Latro supports algebraic data types, also known as "sum types" or "discriminated unions" in functional-programming lexicon. An ADT is a type of which values can take on one (and only one) of several different alternatives, where each alternative has a name and a set of values. Latro has no concept of null or nil, but we might use an ADT to represent a value that can be either present or absent:

type Optional<a> =
  | Present(a)
  | Absent

Doing so gives us constructors for each alternative we can use to build values of type Optional<a>:

let v = Present(42) // Optional<Int>

We can deconstruct ADT values in any place where we can use patterns, using the name of a constructor:

type Optional<a> =
  | Present(a)
  | Absent

isPresent(Present(_)) = True
isPresent(_) = False

let a = Present(False)
let Present(x) = a

or(x, isPresent(a)) // True

We might use this particular ADT to define some useful operations on lists:

type Optional<a> =
  | Present(a)
  | Absent

head([]) = Absent()
head(x@_) = Present(x)

tail([]) = Absent()
tail(_@xs) = Present(xs)

head([1, 2, 3]) // Present(1)
tail(["hello", "world"]) // Present(["world"])

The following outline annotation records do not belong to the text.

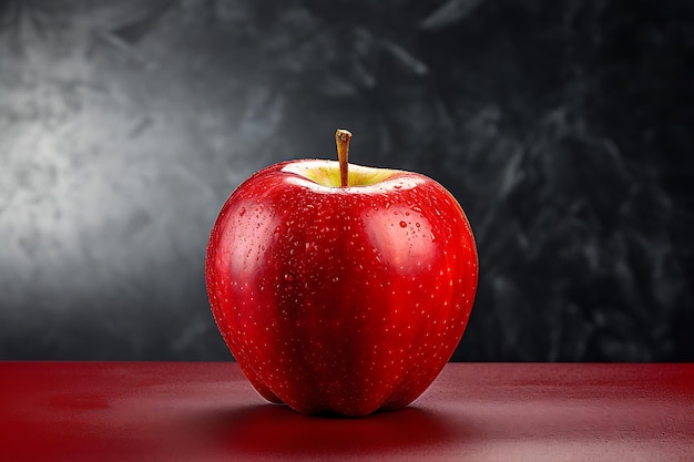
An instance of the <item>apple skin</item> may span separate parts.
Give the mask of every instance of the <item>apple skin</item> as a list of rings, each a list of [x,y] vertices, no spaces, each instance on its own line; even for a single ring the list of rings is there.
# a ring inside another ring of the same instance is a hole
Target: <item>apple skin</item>
[[[296,173],[310,163],[330,161],[271,165],[222,207],[205,269],[217,327],[271,402],[346,417],[405,408],[467,326],[472,230],[427,176],[329,187]]]

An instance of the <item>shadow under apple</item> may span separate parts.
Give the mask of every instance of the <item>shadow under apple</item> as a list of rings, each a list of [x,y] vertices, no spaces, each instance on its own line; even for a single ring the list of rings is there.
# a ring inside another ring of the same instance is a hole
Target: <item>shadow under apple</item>
[[[283,456],[405,452],[450,440],[460,431],[445,415],[416,407],[347,419],[303,415],[286,405],[263,404],[221,410],[200,423],[218,448]]]

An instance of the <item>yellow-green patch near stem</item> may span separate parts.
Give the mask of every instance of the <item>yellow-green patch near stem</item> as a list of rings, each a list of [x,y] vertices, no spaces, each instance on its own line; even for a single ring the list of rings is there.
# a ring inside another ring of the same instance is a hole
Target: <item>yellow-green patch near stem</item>
[[[299,173],[299,172],[297,172]],[[349,165],[347,187],[369,186],[388,179],[398,173],[397,170],[370,168],[361,165]],[[302,176],[327,187],[340,187],[340,172],[337,162],[302,170]]]

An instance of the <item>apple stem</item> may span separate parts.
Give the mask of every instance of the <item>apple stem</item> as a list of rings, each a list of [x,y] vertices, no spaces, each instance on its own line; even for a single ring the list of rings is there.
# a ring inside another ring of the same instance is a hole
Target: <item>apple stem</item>
[[[349,183],[349,140],[351,133],[347,130],[339,129],[335,132],[335,143],[337,144],[337,160],[339,161],[339,181],[340,187],[347,187]]]

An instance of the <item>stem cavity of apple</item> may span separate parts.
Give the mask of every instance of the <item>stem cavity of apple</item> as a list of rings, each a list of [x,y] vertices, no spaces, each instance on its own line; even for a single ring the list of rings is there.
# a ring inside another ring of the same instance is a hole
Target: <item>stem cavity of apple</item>
[[[347,187],[349,185],[349,164],[347,162],[349,157],[349,140],[351,140],[351,133],[349,131],[338,129],[337,132],[335,132],[337,160],[339,161],[340,187]]]

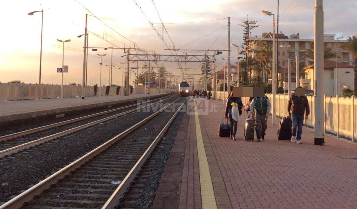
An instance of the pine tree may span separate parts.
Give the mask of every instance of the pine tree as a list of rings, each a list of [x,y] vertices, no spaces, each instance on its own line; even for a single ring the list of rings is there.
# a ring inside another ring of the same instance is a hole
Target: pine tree
[[[247,69],[247,60],[248,60],[248,64],[250,66],[252,65],[252,63],[250,62],[251,60],[248,59],[248,55],[250,54],[252,51],[249,47],[250,46],[251,44],[249,41],[249,38],[250,36],[250,33],[252,29],[259,26],[259,25],[249,23],[252,22],[256,22],[256,21],[255,21],[250,20],[247,16],[247,18],[245,20],[242,21],[242,24],[240,25],[244,28],[243,29],[243,41],[242,42],[242,45],[241,45],[241,46],[242,47],[242,51],[241,51],[241,53],[245,55],[245,56],[243,56],[243,61],[245,62],[245,67],[242,67],[241,68],[242,69],[242,74],[243,74],[243,71],[245,71],[244,72],[244,74],[246,76],[245,77],[246,77],[247,73],[248,73],[248,69]],[[246,51],[247,50],[248,50],[247,53]],[[245,69],[245,70],[243,70],[243,69]],[[246,80],[244,79],[244,77],[242,77],[242,86],[244,85],[246,86],[247,84]]]

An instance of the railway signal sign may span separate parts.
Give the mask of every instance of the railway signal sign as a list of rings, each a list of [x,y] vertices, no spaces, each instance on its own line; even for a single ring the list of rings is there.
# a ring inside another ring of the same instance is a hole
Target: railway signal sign
[[[235,73],[232,74],[232,80],[233,80],[233,81],[237,81],[237,74],[236,74]]]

head("hello") // Present("h")
tail("hello") // Present("ello")

Structures

We can define types that are just records containing an arbitrary number of named fields:

type Person = struct {
  Name : Char[]
  Age : Int
}

let p = Person %{ Name = "john"; Age = 42; }

Each field defined for a struct type gives us a "dot" accessor:

p#Name // "john"

Which is also bound to a function:

Name(p) // "john"

Like ADT's, structure types can be polymorphic:

type Person<a> = struct {
  Name : Char[]
  Age : Int
  CustomData : a
}

let p1 = Person %{ Name = "john"; Age = 42; CustomData = False; }
let p2 = Person %{ Name = "jim"; Age = 41; CustomData = [1, 2, 3]; }

Recursive types

Like functions, type definitions can be recursive (they can contain subcomponents of the same type as the type definition itself). Here's a simple binary-tree implementation:

type BTree<a> =
  | Node(a, BTree<a>, BTree<a>)
  | Leaf(a)

size(Leaf(_)) = 1
size(Node(_, left, right)) =
  1 + size(left) + size(right)

size(Node("a", Leaf("b"), Leaf("c"))) // 3

Protocols

Latro supports a form of function overloading (ad-hoc polymorphism) via the use of protocols. This is best introduced with an example:

protocol Eq(a) {
  infixl (==) : a -> a -> Bool
}

We declare a protocol Eq, with only one operation: the infix operator ==. This is the canonical protocol that a type must implement if it supports equality comparisons on values. The protocol declaration itself resembles a template (in the general sense, not in the C++ sense), with a type argument (a in this case) used to declare the types of the operations. The == operator accepts two values of the implementing type a, and returns a boolean indicating whether the values are equal.

import Core
import IO

imp Eq(Int) {
  infixl (==)(x, y) = prim(intEq)(x, y)
}

imp Eq(Bool) {
  infixl (==)(True, True)   = True
  infixl (==)(False, False) = True
  infixl (==)(_, _)         = False
}

main(_) = {
  println(42 == 43)
  println(True == True)
}

We define two implementations of Eq -- one for Int and one for Bool. The body of main shows how == can be applied to values of different types, with the compiler selecting the appropriate overload based on the types of the arguments.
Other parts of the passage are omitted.